この日の私のオーダー、豚肉細切れチャーハン。安定の美味しさ。

会場に戻るとこのタイミングで参加のプレイヤーも何人かいて午後は3卓での開始となりました。


さらにクニツィア続投w バビロニア。4人。

“ネブカドネザル2世の時代、新バビロニア帝国はもっとも豊かな時代を向かえていた。チグリス川とユーフラテス川に挟まれた肥沃な土地で、網の目のような交易ルートを確立し、それぞれが部族の繁栄を目指していた”

というわけで期せずしてクニツィアが続きますw 昨年のエッセン新作をアークライトの国内流通版で。

手番の流れはシンプルで、①派閥コマの配置、②得点計算、③派閥コマの補充、という三段階の流れ。
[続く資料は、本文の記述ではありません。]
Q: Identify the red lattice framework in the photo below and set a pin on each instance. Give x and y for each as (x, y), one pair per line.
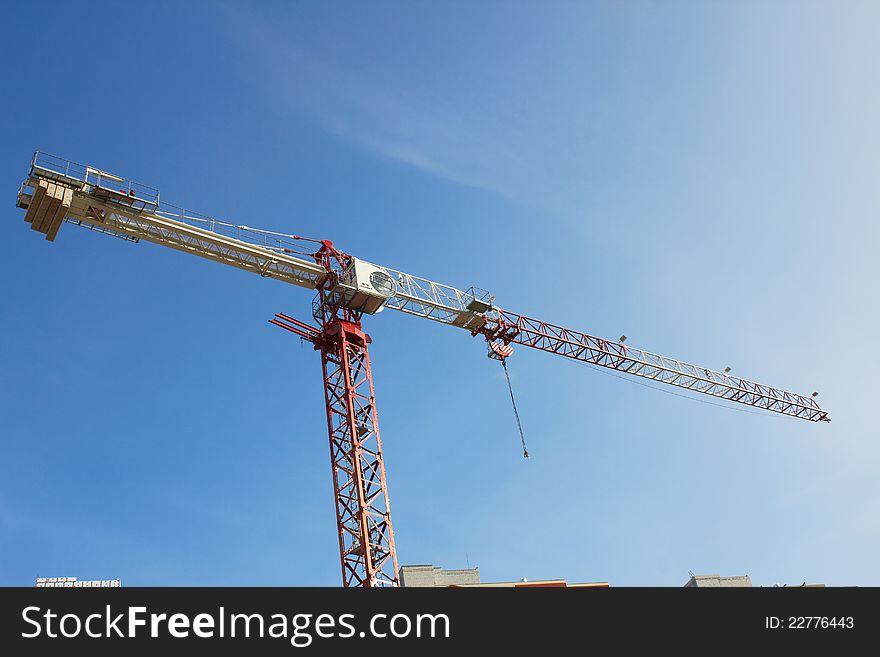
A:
(363, 511)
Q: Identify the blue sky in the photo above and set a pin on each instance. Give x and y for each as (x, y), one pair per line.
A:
(699, 176)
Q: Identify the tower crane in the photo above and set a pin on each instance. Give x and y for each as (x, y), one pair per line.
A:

派閥コマは大別して“貴族”と“農民”の2種類があり、やや性質は異なります。またジグラットを包囲した際マジョリティを得ることで場のジグラットカードを得ます。このカードがプレイヤーに固有の能力をもたらします。

砂漠を越えてからじっくりとクニツィアがシステムに磨きをかけてきた一連の陣取りタイトルの最新作に、名作チグリス&ユーフラテスのテーマを載せてきたと解釈することもでき、また完成度の高さもあって、ここらでひとつ区切りとなるようなクニツィアの意気込みが感じられる好タイトルという印象。
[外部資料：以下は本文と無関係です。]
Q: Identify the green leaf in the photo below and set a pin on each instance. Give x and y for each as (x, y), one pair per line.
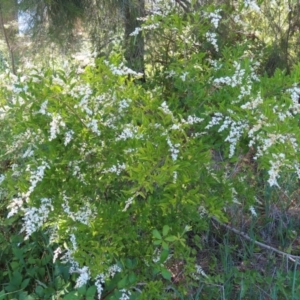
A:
(166, 230)
(2, 295)
(16, 279)
(166, 274)
(165, 245)
(164, 255)
(39, 291)
(25, 283)
(72, 296)
(171, 238)
(82, 290)
(91, 291)
(156, 234)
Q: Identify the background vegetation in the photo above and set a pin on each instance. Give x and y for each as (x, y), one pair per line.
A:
(150, 155)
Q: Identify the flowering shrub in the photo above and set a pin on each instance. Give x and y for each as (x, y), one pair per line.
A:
(120, 172)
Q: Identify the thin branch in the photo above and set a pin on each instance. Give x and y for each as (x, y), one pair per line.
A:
(10, 50)
(291, 257)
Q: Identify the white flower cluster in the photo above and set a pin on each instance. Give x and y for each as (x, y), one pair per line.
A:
(279, 160)
(270, 140)
(15, 205)
(28, 153)
(84, 215)
(215, 17)
(84, 102)
(212, 38)
(253, 103)
(55, 125)
(252, 5)
(137, 30)
(122, 70)
(125, 294)
(68, 137)
(118, 168)
(215, 64)
(252, 210)
(183, 76)
(236, 128)
(164, 107)
(56, 253)
(34, 217)
(236, 131)
(173, 149)
(215, 120)
(170, 73)
(84, 276)
(128, 203)
(77, 171)
(123, 104)
(36, 176)
(84, 272)
(43, 109)
(94, 126)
展開において、そのマスにどのプレイヤーがコマを置いたかでゲームの勝敗に大きく影響を与えそうな重要なマスが発生することから、そのマスをめぐるヒリつくような軋轢のインタラクションがほぼほぼ必ず発生する点はインタラクションに対する個々のプレイヤーの好みが試されるところで、最近のソロ寄りの薄いインタラクションに慣れ親しんでいるとここに拒否反応を起こしかねない気もしました。
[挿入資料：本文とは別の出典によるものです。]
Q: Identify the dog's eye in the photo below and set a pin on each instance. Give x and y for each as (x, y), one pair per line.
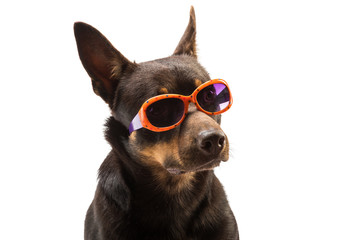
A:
(156, 110)
(207, 95)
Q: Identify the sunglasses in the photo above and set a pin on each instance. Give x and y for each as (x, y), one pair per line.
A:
(165, 112)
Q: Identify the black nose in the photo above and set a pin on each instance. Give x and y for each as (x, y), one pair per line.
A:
(211, 142)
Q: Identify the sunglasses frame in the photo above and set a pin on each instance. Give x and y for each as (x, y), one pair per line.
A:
(141, 120)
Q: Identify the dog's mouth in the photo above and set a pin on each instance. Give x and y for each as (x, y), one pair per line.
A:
(204, 167)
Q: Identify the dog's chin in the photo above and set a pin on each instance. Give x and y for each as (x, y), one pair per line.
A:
(205, 167)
リンクをつなげるのか、ジグラットに広く手を伸ばすのか、あるいはその他といった相反する複数のスコアリングにおいて、他者の動向や自分の手持ちコマの状況も鑑みつつ、バランス良く自陣を伸ばせたプレイヤーが最後には勝利するのかなと。

これをやっていれば勝てるという必勝法はもちろんありませんし、実プレイ60分で終わる収束性の良さながら、これぞ陣取りという濃厚な体験ができる秀作かと。8.0


“黎明期の人類。彼らは森林や砂漠など散り散りになって生活していた。やがて彼らは故郷を離れ、他の部族に出会い、そしてそこで知識や文化を交換していった”

ピュアユーロの傑作“王と枢機卿”のシャハト自身によるリメイク、“イワリ”を4人で。

今回のセッションは海外では流通の始まった私の持込みによる通常版で、ルール上は場札が4枚になったことや一部の地域での最終得点計算が変更になった以外には大きな変更はなく、あの有名な3ー2ー1ルールを踏襲した、真っ当な新アートワーク、新コンポーネント版王と枢機卿とでも呼びたいもので、当然ながら序盤からヒリヒリするような緊張感のあるプレイングフィールはあのタイトルそのもの。

大きく変わったアートワークはファンタジー調のもので、マテウス・ミザクによるイラストは間違いなく美しく、ハンドとして手に持って眺めているだけで贅沢な気分になりました。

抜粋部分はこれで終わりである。